A Cell-Free Bioassay for the Detection of Androgens / Elliot R. Cooper, Gillian Hughes, Alexia Kauff, Emma Sutherland, Zoe Ashley, Alison K. Heather. - (Drug Testing and Analysis (2021) 11 March)
- PMID: 33709622
- DOI: 10.1002/dta.3024
Abstract
Androgens remain abused performance-enhancing drugs in sports. Technologies based on mass spectrometry can detect all forms of androgens but fail if the androgen represents a novel structure. A bioassay detects androgens based on function rather than structure. To date, there has been limited adoption of cell-based in vitro bioassays as a screening tool for non-targeted androgen detection because they require expert personnel and specialized equipment to perform. We now describe the development of a cell-free version of an androgen in vitro bioassay. Stage 1 involved in vitro transcription/translation reactions (IVTT) using a DNA template encoding an enhancer/ARE regulatory region upstream of a minimal promoter that drives expression of a reporter protein. The assay detected testosterone across the concentration range of 106.7 to 0.0144 ng/mL (3.7X10-7 -5X10-11 M), with an EC50 of 6.63 ng/mL (23 nM).
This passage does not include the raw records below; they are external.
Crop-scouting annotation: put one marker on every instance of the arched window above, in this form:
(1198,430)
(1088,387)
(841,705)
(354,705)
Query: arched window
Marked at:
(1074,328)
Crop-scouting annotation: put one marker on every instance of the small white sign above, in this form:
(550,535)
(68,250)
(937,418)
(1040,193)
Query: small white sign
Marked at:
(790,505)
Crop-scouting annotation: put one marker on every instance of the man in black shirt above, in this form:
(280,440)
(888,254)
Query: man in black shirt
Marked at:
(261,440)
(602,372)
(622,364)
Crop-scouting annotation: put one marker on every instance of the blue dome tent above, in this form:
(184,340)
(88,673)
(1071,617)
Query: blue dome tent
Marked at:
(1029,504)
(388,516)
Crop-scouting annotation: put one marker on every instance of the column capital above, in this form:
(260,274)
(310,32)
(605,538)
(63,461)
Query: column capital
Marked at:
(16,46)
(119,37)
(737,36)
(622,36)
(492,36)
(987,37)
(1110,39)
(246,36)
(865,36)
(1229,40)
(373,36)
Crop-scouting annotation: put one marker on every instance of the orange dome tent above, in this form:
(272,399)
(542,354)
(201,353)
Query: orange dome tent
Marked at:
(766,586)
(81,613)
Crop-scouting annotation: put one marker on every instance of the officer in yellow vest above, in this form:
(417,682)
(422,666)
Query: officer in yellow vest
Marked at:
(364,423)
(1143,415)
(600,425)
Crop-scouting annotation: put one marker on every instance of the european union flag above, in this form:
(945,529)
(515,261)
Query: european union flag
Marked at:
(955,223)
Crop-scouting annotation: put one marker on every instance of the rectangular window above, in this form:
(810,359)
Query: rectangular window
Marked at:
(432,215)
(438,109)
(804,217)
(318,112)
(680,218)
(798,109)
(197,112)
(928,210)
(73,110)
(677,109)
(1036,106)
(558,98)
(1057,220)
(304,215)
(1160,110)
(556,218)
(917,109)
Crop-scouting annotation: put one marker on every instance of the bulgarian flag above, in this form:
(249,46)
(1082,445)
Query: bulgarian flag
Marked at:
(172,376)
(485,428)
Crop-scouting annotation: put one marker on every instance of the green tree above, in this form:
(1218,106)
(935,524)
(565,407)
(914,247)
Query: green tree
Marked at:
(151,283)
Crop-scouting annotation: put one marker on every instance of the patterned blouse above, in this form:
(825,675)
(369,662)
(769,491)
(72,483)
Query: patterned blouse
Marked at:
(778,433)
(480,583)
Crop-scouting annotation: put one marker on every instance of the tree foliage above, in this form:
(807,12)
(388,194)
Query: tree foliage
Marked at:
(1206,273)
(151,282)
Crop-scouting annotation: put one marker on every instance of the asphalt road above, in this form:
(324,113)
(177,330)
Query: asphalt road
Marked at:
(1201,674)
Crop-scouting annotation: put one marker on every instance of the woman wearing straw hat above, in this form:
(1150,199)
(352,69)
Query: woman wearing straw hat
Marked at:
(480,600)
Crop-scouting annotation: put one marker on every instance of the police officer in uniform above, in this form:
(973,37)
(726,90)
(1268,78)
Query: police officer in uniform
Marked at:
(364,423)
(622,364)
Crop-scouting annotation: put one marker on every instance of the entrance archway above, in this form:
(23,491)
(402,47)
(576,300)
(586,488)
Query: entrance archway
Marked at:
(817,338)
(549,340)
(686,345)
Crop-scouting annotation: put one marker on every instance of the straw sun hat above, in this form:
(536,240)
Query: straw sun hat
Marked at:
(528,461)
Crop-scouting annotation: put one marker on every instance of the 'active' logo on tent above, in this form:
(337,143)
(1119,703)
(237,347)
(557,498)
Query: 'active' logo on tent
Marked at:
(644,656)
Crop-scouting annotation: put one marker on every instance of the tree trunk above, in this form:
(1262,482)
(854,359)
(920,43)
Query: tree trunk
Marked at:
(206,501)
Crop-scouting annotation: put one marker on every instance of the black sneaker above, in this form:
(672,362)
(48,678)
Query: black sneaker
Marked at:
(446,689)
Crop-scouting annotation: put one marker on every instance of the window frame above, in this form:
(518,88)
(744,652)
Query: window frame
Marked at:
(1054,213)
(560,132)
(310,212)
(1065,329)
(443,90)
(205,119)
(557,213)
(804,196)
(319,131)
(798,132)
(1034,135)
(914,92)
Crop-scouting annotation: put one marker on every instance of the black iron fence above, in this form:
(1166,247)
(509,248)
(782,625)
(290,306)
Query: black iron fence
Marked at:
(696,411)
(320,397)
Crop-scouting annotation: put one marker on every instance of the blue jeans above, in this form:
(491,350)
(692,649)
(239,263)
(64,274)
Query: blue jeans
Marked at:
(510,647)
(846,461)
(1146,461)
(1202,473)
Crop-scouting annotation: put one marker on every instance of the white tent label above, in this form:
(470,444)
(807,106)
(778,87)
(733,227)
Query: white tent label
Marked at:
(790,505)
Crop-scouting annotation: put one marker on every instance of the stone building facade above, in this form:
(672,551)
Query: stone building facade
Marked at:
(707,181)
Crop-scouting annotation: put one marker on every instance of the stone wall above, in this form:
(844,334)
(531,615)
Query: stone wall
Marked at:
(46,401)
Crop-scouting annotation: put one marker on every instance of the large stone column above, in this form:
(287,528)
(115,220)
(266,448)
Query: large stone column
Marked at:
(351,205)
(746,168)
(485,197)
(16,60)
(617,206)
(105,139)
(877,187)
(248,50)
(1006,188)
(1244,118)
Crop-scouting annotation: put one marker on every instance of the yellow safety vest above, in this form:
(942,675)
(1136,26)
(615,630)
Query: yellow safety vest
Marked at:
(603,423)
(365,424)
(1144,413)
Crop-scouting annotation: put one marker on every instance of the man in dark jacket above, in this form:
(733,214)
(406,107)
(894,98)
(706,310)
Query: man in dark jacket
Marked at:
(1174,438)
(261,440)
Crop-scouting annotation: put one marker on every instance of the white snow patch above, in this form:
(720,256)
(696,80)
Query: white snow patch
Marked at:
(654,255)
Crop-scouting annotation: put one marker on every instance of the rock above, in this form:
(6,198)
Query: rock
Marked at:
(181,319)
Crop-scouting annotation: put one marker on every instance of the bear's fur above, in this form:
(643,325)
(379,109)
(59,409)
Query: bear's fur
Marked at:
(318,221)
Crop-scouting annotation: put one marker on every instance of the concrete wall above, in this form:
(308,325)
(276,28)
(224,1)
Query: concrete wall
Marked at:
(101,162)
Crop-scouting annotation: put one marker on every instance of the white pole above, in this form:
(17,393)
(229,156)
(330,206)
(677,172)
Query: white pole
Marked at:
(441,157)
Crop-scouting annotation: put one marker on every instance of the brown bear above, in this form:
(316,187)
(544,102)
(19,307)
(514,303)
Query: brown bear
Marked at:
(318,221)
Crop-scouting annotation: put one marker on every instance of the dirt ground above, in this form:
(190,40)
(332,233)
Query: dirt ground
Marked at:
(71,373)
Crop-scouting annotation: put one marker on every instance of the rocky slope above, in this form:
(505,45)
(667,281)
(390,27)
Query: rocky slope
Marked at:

To reduce complexity, stages 2-4 of development included just in vitro transcription (IVT) reactions, whereby the output was an RNA molecule. Stage 2 involved directly labeling the RNA molecule with fluorophore-labeled nucleotide triphosphates, stage 3 involved reverse transcription-PCR of the RNA molecule and stage 4 utilized an RNA aptamer, Mango II, as its RNA output. The stage 4 product detected testosterone across the range of 106.7-0.0001 ng/mL (3.7X10-7 -5X10-13 M), with an EC50 of 0.04 ng/mL (0.155 nM). Further to this, we showed that the stage 4 product could detect other androgenic molecules. Relative to cell-based bioassays, the Stage 4 product is easy to perform and could be developed into a routine, high-throughput, non-targeted androgen screen.